The CME Ethereum basis also normalized from its prior volatility spike, with the weekly average settling at approximately 8.10% compared to the high-volatility, outlier-driven 15.10% average of the last period. Like BTC the daily ETH basis readings were highly volatile, including a notable instance of steep backwardation (negative basis), suggesting aggressive sell-side delta hedging was a key driver of regulated contract price action.

Fig 2: 14-day time series of the annualized BTC-USDT basis spread on Bybit.
Fig 2: 14-day time series of the annualized ETH-USDT basis spread on Bybit.

Looking at the offshore term structure on Bybit, the BTC quarterly futures basis (as a proxy for the three-month forward yield) closed the "Last 7 Days" period with a materially negative annualized premium of approximately -44.49%. This represents a dramatic shift from the preceding week and is highly indicative of strong counter-trend positioning or aggressive, structural hedging activity dominating the far-month contract. The ETH Bybit quarterly basis closed at an annualized -17.68%, similarly reflecting a substantial deterioration in forward market expectations and a move into backwardation.

Funding Arbitrage & Market Dislocations

Despite the broad decline in perpetual funding levels, material cross-exchange rate dislocations continue to offer compelling high-probability arbitrage opportunities.
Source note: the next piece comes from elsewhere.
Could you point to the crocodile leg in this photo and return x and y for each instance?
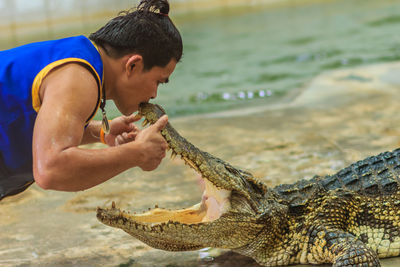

The largest cumulative seven-day spread was identified in COAI, where a long position on Bybit financed by a short on Bitget generated a raw cumulative spread of 0.1004. A secondary significant opportunity was observed in the ZORA market, yielding a raw cumulative spread of 0.0530 for a long position on Bybit hedged by a short on Hyperliquid. These persistent spreads underscore a continued fragmentation in liquidity and idiosyncratic pricing across smaller-cap assets.

Fig 4: Top 10 funding rate arbitrage opportunities, ranked by 7-day cumulative raw spread between exchange pairs.

Altcoin Funding Dynamics

Altcoin funding activity suggests a highly heterogeneous yet structurally less leveraged environment. A key observation is the pronounced deterioration in the ENA funding rate. On Bybit, the ENA 8-hour cumulative funding rate for the week closed at a negative -0.001196, representing a substantial drop from the previous week's slightly positive close, indicating a significant influx of short interest or a liquidation-induced drop in long exposure. Conversely, SEI on Binance demonstrated a notable rebound, with its cumulative 8-hour funding rate shifting from a marginally negative close in the prior week to a positive 0.0001 this week, suggesting a localized, renewed push for long exposure or a reduction in short-side pressure.

Fig 5: Comparative 7-day funding rate trajectories for selected altcoins with highest delta in funding on different venues, showing divergent trends in market sentiment

Conclusion

The market's decisive deleveraging is unequivocally reflected in the sharp compression of CEX perpetual funding rates and the material narrowing and occasional backwardation of the futures basis across both regulated and offshore venues. The current rates environment significantly diminishes the appeal of the long-side carry trade and points to a period where dealer books are relatively cleaner but positioned defensively, awaiting a fundamental catalyst to re-engage directional risk.